Tuttavia, l’utilizzo automatico dei dati per fini di addestramento non è piaciuto a molti iscritti, soprattutto per la scelta di rendere la funzione attiva di default, costringendo gli utenti a un’azione consapevole per negare il consenso. LinkedIn ha chiarito che la disattivazione è possibile in qualsiasi momento attraverso due canali:

  1. Dalle impostazioni del profilo: basta accedere alla sezione Impostazioni e privacy, poi a Privacy dei dati, e infine disattivare l’opzione “Dati per migliorare l’IA generativa” cliccando sul pulsante No.

  2. Tramite modulo online: si può compilare un apposito form disponibile sul sito ufficiale di LinkedIn, all’indirizzo https://www.linkedin.com/help/linkedin/ask/TS-DPRO, per richiedere formalmente la disattivazione.

La piattaforma sottolinea che la scelta non influirà sull’esperienza d’uso né sulle funzionalità di base del social, ma impedirà che i propri dati vengano impiegati per scopi di addestramento algoritmico.

La decisione di LinkedIn ha immediatamente attirato l’attenzione delle autorità europee per la protezione dei dati personali, che hanno avviato un coordinamento per verificare la conformità dell’iniziativa al Regolamento generale sulla protezione dei dati (GDPR).

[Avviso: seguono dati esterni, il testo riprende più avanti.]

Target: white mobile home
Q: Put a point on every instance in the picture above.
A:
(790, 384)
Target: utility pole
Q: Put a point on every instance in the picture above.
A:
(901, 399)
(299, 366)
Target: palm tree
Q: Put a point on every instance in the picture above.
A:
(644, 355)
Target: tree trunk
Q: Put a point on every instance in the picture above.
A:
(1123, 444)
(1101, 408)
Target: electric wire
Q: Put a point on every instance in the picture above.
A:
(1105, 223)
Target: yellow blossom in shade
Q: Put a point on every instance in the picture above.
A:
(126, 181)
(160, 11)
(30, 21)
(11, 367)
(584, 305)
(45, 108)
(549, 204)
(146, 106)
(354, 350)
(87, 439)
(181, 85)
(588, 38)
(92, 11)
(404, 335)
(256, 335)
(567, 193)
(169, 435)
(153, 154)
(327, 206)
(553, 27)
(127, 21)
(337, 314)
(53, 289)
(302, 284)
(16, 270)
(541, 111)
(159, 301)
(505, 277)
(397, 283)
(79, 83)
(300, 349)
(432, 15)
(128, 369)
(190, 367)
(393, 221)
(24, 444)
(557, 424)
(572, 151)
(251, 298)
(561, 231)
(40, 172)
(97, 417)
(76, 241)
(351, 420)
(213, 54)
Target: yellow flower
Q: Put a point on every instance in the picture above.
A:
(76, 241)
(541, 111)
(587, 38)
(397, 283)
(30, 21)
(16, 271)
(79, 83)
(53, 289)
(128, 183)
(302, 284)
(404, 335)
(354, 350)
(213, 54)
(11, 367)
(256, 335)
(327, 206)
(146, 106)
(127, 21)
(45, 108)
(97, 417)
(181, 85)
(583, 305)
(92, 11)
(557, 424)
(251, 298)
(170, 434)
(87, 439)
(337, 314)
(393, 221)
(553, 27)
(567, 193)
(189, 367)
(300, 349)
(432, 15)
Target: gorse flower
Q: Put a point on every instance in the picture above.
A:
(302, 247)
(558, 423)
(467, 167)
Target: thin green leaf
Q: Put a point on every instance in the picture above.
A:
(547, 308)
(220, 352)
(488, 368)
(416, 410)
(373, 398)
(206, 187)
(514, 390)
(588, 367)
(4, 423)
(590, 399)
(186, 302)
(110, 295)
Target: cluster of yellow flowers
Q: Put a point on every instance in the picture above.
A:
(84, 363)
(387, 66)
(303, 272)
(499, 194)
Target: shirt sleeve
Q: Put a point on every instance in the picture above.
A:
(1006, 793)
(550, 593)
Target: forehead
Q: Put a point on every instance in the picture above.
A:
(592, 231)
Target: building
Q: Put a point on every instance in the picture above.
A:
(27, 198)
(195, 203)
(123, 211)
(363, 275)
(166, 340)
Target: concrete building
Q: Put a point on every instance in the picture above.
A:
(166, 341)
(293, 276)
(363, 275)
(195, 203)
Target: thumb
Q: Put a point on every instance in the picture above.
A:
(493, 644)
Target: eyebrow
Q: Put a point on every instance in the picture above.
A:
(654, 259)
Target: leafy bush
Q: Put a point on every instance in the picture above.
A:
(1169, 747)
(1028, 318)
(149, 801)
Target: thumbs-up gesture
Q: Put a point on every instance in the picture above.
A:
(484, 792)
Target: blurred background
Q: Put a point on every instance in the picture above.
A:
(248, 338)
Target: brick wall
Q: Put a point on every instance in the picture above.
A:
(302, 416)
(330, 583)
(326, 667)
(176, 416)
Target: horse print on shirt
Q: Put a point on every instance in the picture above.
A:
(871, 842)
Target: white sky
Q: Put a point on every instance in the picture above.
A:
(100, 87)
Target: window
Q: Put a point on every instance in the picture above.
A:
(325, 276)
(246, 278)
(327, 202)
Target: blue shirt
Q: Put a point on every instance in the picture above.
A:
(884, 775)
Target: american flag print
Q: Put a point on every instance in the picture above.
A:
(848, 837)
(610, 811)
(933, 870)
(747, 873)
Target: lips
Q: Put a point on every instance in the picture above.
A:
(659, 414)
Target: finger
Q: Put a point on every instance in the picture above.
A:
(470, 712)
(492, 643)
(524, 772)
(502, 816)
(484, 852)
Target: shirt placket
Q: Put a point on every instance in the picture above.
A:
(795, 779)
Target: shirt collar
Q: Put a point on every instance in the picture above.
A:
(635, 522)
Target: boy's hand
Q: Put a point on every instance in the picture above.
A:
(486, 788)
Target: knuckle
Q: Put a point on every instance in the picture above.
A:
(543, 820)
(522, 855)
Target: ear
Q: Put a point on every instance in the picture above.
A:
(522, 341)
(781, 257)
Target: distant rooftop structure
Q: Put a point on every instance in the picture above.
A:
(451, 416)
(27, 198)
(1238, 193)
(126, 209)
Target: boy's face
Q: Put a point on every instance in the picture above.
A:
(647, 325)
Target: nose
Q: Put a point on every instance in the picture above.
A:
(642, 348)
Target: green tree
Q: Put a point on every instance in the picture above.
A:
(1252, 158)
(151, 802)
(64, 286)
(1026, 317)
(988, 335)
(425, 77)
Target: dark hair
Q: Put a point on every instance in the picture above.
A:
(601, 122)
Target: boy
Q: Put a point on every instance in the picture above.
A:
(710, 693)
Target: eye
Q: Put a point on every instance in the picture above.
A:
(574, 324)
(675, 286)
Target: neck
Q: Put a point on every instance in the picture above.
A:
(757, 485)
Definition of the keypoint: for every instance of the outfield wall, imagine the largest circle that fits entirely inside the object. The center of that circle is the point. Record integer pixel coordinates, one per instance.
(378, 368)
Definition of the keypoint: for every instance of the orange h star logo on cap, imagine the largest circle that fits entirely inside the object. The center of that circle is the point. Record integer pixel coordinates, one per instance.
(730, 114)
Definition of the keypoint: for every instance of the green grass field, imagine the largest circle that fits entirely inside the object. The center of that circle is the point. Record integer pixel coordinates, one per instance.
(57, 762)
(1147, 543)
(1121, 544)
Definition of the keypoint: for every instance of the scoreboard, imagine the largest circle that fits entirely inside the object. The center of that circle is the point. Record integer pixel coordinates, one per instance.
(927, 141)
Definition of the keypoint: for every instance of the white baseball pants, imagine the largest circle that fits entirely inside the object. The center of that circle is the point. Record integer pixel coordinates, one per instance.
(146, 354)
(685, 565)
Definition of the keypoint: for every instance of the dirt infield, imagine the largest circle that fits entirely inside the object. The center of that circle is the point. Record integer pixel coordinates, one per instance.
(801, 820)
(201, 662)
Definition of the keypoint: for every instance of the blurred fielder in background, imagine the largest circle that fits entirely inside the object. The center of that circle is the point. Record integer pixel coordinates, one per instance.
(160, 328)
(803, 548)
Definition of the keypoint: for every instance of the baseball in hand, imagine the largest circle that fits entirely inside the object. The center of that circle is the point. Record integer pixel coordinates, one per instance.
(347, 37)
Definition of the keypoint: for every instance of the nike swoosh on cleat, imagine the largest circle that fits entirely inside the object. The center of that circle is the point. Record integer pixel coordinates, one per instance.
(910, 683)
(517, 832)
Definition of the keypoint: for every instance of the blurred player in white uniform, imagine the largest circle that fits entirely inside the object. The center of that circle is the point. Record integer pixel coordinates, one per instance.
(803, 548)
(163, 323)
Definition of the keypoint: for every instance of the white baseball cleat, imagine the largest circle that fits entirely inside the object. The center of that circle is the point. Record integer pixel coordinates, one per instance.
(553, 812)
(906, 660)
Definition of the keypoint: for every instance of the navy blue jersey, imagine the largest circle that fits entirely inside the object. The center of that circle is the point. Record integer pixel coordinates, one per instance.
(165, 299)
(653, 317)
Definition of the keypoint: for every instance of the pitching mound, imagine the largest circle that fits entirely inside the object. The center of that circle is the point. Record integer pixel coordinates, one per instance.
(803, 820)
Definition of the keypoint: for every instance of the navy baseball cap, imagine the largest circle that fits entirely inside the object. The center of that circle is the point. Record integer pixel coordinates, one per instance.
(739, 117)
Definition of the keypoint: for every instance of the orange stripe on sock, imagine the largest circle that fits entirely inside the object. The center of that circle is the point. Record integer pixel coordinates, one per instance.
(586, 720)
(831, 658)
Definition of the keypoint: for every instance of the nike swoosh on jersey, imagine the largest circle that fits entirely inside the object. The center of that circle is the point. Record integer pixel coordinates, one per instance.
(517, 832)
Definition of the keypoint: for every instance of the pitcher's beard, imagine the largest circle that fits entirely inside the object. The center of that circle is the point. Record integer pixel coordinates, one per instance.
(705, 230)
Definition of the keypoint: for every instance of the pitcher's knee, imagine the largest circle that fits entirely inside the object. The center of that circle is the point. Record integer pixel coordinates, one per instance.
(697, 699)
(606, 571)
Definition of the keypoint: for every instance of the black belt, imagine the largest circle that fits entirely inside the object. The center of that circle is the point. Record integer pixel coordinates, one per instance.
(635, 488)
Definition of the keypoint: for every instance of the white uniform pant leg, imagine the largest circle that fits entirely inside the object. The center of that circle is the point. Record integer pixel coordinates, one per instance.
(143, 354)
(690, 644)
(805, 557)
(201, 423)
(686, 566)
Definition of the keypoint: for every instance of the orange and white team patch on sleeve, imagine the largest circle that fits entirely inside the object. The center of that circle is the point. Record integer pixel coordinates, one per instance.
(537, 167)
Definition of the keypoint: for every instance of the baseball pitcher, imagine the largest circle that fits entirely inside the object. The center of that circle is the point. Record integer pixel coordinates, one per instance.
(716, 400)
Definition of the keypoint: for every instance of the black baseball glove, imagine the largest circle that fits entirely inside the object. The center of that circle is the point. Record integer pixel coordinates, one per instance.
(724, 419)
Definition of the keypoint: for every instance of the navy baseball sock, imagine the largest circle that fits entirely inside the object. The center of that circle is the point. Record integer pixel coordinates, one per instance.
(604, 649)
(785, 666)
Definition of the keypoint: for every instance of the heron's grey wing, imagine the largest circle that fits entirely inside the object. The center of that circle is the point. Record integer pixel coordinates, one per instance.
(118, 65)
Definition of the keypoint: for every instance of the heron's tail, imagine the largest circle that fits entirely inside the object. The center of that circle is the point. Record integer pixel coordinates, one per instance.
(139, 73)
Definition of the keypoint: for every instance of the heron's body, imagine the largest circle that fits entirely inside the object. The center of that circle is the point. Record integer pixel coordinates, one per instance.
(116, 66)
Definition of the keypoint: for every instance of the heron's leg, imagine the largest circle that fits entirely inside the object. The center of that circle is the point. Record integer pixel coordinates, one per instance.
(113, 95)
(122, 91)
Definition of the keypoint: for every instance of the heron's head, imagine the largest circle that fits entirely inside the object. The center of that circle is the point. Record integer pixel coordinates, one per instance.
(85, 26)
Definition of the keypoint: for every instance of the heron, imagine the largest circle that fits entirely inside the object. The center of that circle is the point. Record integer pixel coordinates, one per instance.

In Italia, il Garante Privacy ha confermato di essere “al lavoro con le altre autorità europee” per valutare se l’uso dei dati annunciato dalla società rispetti le norme sul consenso esplicito e sulla limitazione delle finalità.

La questione è tutt’altro che secondaria: il GDPR prevede che l’utilizzo dei dati personali per finalità diverse da quelle per cui sono stati raccolti richieda un consenso libero, specifico e informato. La scelta di attivare di default l’opzione sull’uso dei dati per l’IA potrebbe dunque sollevare più di una perplessità, anche se LinkedIn sostiene di agire nel pieno rispetto delle regole europee, richiamandosi alla base giuridica del “legittimo interesse”.

Non è la prima volta che un grande gruppo tecnologico si trova a dover rivedere le proprie pratiche di gestione dei dati. Negli ultimi mesi, casi analoghi hanno coinvolto anche Meta (Facebook e Instagram), che ha dovuto sospendere l’utilizzo dei contenuti europei per l’addestramento dell’IA generativa dopo le obiezioni delle autorità irlandesi e del Board europeo per la protezione dei dati.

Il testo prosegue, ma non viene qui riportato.